La théorie de la vitre brisée est une théorie établie et publiée en 1982 par George L. Kelling et James Q. Wilson. Elle analyse l’impact de la police sur le sentiment de sécurité, stipulant que ce n’est pas directement la délinquance qui génère un sentiment d’insécurité, mais le sentiment d’insécurité qui permet à la délinquance de s’installer.
Le tout s’appuie sur l’analogie suivante : Si vous laissez une vitre cassée sans la réparer sur un bâtiment, les autres vitres finiront immanquablement par être cassées. Le fait d’avoir laissé cette vitre non réparée cautionne l’idée qu’il n’est pas grave de briser les autres.
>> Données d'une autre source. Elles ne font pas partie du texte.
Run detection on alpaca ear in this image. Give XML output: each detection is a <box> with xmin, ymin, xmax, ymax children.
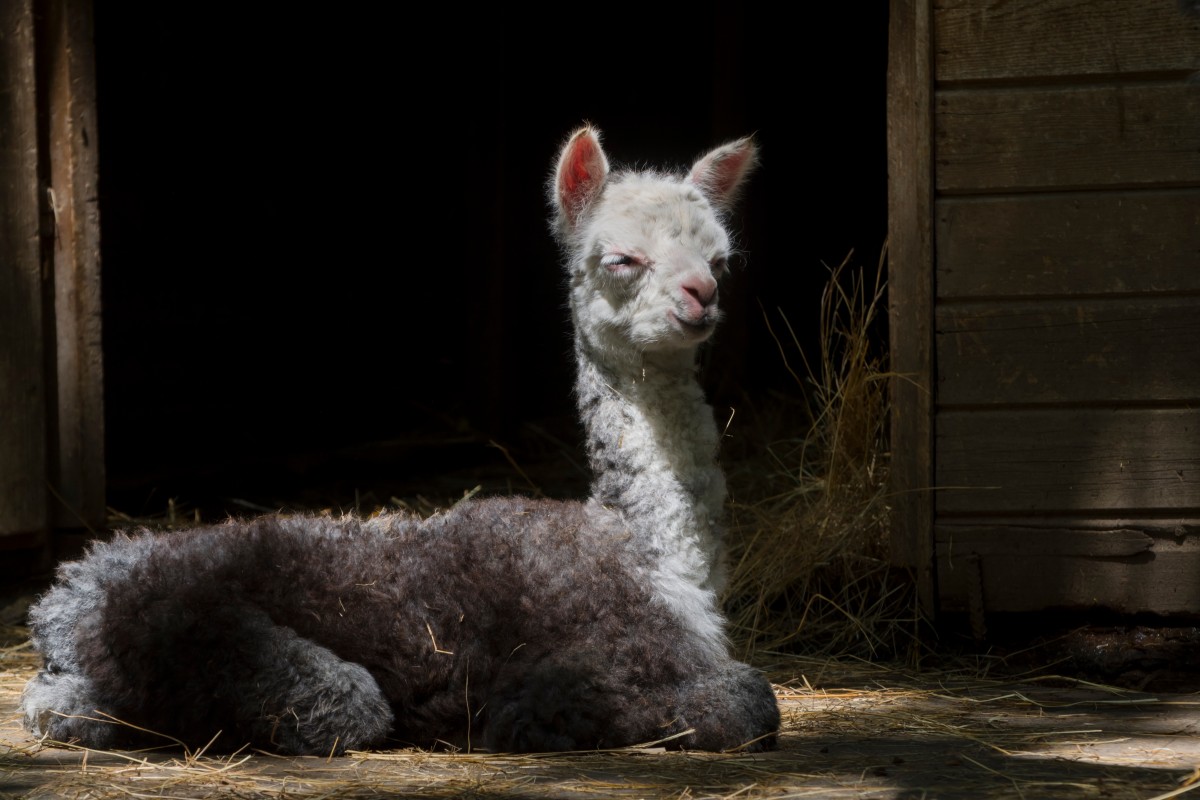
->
<box><xmin>688</xmin><ymin>137</ymin><xmax>758</xmax><ymax>211</ymax></box>
<box><xmin>554</xmin><ymin>125</ymin><xmax>608</xmax><ymax>228</ymax></box>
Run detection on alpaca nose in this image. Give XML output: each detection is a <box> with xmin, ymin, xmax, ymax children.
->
<box><xmin>680</xmin><ymin>276</ymin><xmax>716</xmax><ymax>315</ymax></box>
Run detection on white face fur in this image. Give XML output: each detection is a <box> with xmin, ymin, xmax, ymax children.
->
<box><xmin>550</xmin><ymin>126</ymin><xmax>758</xmax><ymax>357</ymax></box>
<box><xmin>571</xmin><ymin>174</ymin><xmax>730</xmax><ymax>351</ymax></box>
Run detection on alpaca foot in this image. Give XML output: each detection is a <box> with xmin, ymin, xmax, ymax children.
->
<box><xmin>20</xmin><ymin>669</ymin><xmax>120</xmax><ymax>750</ymax></box>
<box><xmin>679</xmin><ymin>662</ymin><xmax>780</xmax><ymax>752</ymax></box>
<box><xmin>241</xmin><ymin>628</ymin><xmax>392</xmax><ymax>756</ymax></box>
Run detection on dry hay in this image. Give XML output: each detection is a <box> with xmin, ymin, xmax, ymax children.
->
<box><xmin>726</xmin><ymin>242</ymin><xmax>919</xmax><ymax>658</ymax></box>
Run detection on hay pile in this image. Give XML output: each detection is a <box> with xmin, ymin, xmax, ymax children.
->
<box><xmin>726</xmin><ymin>247</ymin><xmax>919</xmax><ymax>663</ymax></box>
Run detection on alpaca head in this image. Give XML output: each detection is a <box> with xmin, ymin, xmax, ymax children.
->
<box><xmin>550</xmin><ymin>126</ymin><xmax>757</xmax><ymax>356</ymax></box>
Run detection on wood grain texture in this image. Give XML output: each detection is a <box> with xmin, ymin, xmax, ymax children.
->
<box><xmin>936</xmin><ymin>190</ymin><xmax>1200</xmax><ymax>300</ymax></box>
<box><xmin>935</xmin><ymin>523</ymin><xmax>1154</xmax><ymax>561</ymax></box>
<box><xmin>936</xmin><ymin>408</ymin><xmax>1200</xmax><ymax>515</ymax></box>
<box><xmin>935</xmin><ymin>82</ymin><xmax>1200</xmax><ymax>194</ymax></box>
<box><xmin>938</xmin><ymin>531</ymin><xmax>1200</xmax><ymax>614</ymax></box>
<box><xmin>937</xmin><ymin>296</ymin><xmax>1200</xmax><ymax>408</ymax></box>
<box><xmin>934</xmin><ymin>0</ymin><xmax>1200</xmax><ymax>82</ymax></box>
<box><xmin>0</xmin><ymin>0</ymin><xmax>47</xmax><ymax>536</ymax></box>
<box><xmin>888</xmin><ymin>0</ymin><xmax>936</xmax><ymax>615</ymax></box>
<box><xmin>40</xmin><ymin>0</ymin><xmax>106</xmax><ymax>528</ymax></box>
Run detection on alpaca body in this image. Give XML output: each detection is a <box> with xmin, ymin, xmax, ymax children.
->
<box><xmin>22</xmin><ymin>127</ymin><xmax>779</xmax><ymax>754</ymax></box>
<box><xmin>24</xmin><ymin>498</ymin><xmax>778</xmax><ymax>754</ymax></box>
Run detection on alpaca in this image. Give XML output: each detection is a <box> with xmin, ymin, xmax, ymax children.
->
<box><xmin>22</xmin><ymin>127</ymin><xmax>780</xmax><ymax>756</ymax></box>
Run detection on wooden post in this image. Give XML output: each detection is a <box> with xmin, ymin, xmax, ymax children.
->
<box><xmin>888</xmin><ymin>0</ymin><xmax>937</xmax><ymax>616</ymax></box>
<box><xmin>0</xmin><ymin>0</ymin><xmax>48</xmax><ymax>549</ymax></box>
<box><xmin>38</xmin><ymin>0</ymin><xmax>106</xmax><ymax>529</ymax></box>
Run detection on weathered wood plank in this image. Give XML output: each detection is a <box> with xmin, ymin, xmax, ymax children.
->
<box><xmin>0</xmin><ymin>0</ymin><xmax>48</xmax><ymax>536</ymax></box>
<box><xmin>936</xmin><ymin>408</ymin><xmax>1200</xmax><ymax>515</ymax></box>
<box><xmin>934</xmin><ymin>0</ymin><xmax>1200</xmax><ymax>82</ymax></box>
<box><xmin>935</xmin><ymin>82</ymin><xmax>1200</xmax><ymax>193</ymax></box>
<box><xmin>935</xmin><ymin>190</ymin><xmax>1200</xmax><ymax>299</ymax></box>
<box><xmin>888</xmin><ymin>0</ymin><xmax>936</xmax><ymax>615</ymax></box>
<box><xmin>935</xmin><ymin>524</ymin><xmax>1154</xmax><ymax>561</ymax></box>
<box><xmin>937</xmin><ymin>296</ymin><xmax>1200</xmax><ymax>402</ymax></box>
<box><xmin>937</xmin><ymin>529</ymin><xmax>1200</xmax><ymax>614</ymax></box>
<box><xmin>40</xmin><ymin>0</ymin><xmax>106</xmax><ymax>528</ymax></box>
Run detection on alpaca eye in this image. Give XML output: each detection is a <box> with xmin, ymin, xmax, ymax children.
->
<box><xmin>600</xmin><ymin>253</ymin><xmax>641</xmax><ymax>275</ymax></box>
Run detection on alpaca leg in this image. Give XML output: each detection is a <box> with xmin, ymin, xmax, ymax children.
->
<box><xmin>678</xmin><ymin>661</ymin><xmax>780</xmax><ymax>752</ymax></box>
<box><xmin>485</xmin><ymin>654</ymin><xmax>653</xmax><ymax>752</ymax></box>
<box><xmin>22</xmin><ymin>603</ymin><xmax>392</xmax><ymax>756</ymax></box>
<box><xmin>20</xmin><ymin>669</ymin><xmax>121</xmax><ymax>750</ymax></box>
<box><xmin>240</xmin><ymin>626</ymin><xmax>392</xmax><ymax>756</ymax></box>
<box><xmin>177</xmin><ymin>608</ymin><xmax>392</xmax><ymax>756</ymax></box>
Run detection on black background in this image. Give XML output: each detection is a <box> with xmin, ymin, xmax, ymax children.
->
<box><xmin>96</xmin><ymin>2</ymin><xmax>887</xmax><ymax>512</ymax></box>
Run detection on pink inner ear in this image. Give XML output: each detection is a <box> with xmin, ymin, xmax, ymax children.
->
<box><xmin>563</xmin><ymin>136</ymin><xmax>599</xmax><ymax>196</ymax></box>
<box><xmin>709</xmin><ymin>150</ymin><xmax>748</xmax><ymax>197</ymax></box>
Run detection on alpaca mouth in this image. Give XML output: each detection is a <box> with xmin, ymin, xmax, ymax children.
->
<box><xmin>667</xmin><ymin>309</ymin><xmax>716</xmax><ymax>336</ymax></box>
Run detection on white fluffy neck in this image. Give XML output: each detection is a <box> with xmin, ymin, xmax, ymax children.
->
<box><xmin>576</xmin><ymin>341</ymin><xmax>725</xmax><ymax>600</ymax></box>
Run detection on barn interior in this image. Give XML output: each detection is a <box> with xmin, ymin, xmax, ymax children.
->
<box><xmin>95</xmin><ymin>2</ymin><xmax>888</xmax><ymax>518</ymax></box>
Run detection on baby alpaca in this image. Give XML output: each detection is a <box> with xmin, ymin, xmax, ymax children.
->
<box><xmin>22</xmin><ymin>128</ymin><xmax>779</xmax><ymax>756</ymax></box>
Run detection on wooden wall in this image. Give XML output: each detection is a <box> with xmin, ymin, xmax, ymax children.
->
<box><xmin>0</xmin><ymin>0</ymin><xmax>106</xmax><ymax>573</ymax></box>
<box><xmin>889</xmin><ymin>0</ymin><xmax>1200</xmax><ymax>614</ymax></box>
Mais alors, quel lien avec l’agilité ?
Cette théorie est finalement un appel à la rigueur. De la même manière qu’il n’est pas recommandé de laisser une vitre brisée ou une voiture brûlée dans votre quartier, faire des concessions, contourner des règles ou s’affranchir de certaines responsabilités peut largement nuire à l’équipe agile et à la qualité du delivery.
Si cette rigueur ne devrait pas être l'apanage d’un contexte agile, elle y tient une place de choix tant la responsabilisation des équipes est clé.
Quelques exemples de dérives à rapidement recadrer pour cultiver l’excellence au sein d’une équipe agile.
Développement logiciel et production de code.
Lorsque l'on développe professionnellement, le triptyque code, tests unitaires et documentation technique est à considérer comme atomique :
- Le code répond à un besoin.
- Les tests assurent l’adéquation au comportement attendu et garantissent la pérennité du développement produit.
- La documentation assure la pérennité de son entretien.
En dehors du cas très particulier du POC (Proof of Concept), à chaque fois qu’il a été accepté des concessions à cette règle d’atomicité, par manque d’expérience, par manque de compétence, ou suite à une pression, la qualité de la production s’est effondrée.
Management visuel
Les équipes agiles se reposent généralement sur un management visuel, qu’il soit physique ou virtuel. Immanquablement, lorsque l’on accepte que celui-ci ne soit pas consciencieusement entretenu, il finit par être considéré comme non-fiable et donc par être abandonné (ou mis sous perfusion par un.e Scrum Master zélé.e qui s’épuisera à pallier le manque d’implication de ses collègues…)
Règles et responsabilisation : fondamentaux d’une équipe “auto-organisée”
Si une équipe agile est une équipe auto-organisée, elle ne s’affranchit pas des règles pour autant. Simplement, il se trouve que les règles suivies par l’équipe sont déterminées par l’équipe elle-même. Les arrangements et contournements tolérés, ne serait-ce que par un seul membre, sont inévitablement destructeurs pour la dynamique d’équipe. Le sens au travail, la motivation et la qualité en sont les premiers à en pâtir.
Réunions, ateliers : ordre du jour et respect du timing.
Lors de la participation à une réunion ou un atelier, il est assez fréquent de ne pas respecter l’ordre du jour. Pire, il est même fréquent d’être invité à des points qui n’ont aucun ordre du jour annoncé. Les conséquences sont immédiates : digressions, désintérêt, non-atteinte des objectifs, appréhension quant à la pertinence des sessions de travail à venir et absentéisme…
Dans la même veine, le respect du timeboxing (temps prédéfini d’un événement) est clé. L’exemple le plus couramment rencontré est peut-être dans le déroulé de daily scrums (ou daily stand-ups). Ces points visent l’efficacité, doivent tenir en 15 minutes et respectent un cadre précis. Pour atteindre ses objectifs en un temps si court, il est indispensable que chacun ait conscience de son rôle et de l’impact d’un retard. Et pourquoi ne pas vous inspirer de SAFe et planifier des “Meet After” dans lesquels les sujets pourront être creusés, mais uniquement avec les personnes concernées ?
La théorie de la vitre brisée a connu un nouveau souffle dans les années 90 en servant de support à la politique du maire de New York (Rudy Giuliani) pour lutter contre la délinquance et la criminalité. Si les enjeux ne sont pas les mêmes au travail, il n’est pas rare d’être les témoins de dérives ou d’omissions. Aussi, s’appuyer sur cette théorie peut être utile à tout manager d’équipes agiles pour faire toucher du doigt l’impact de ces comportements. Rappelons par ailleurs que personne n'est à l'abri d'un écart et qu’il est toujours plus facile d'être vigilant collectivement.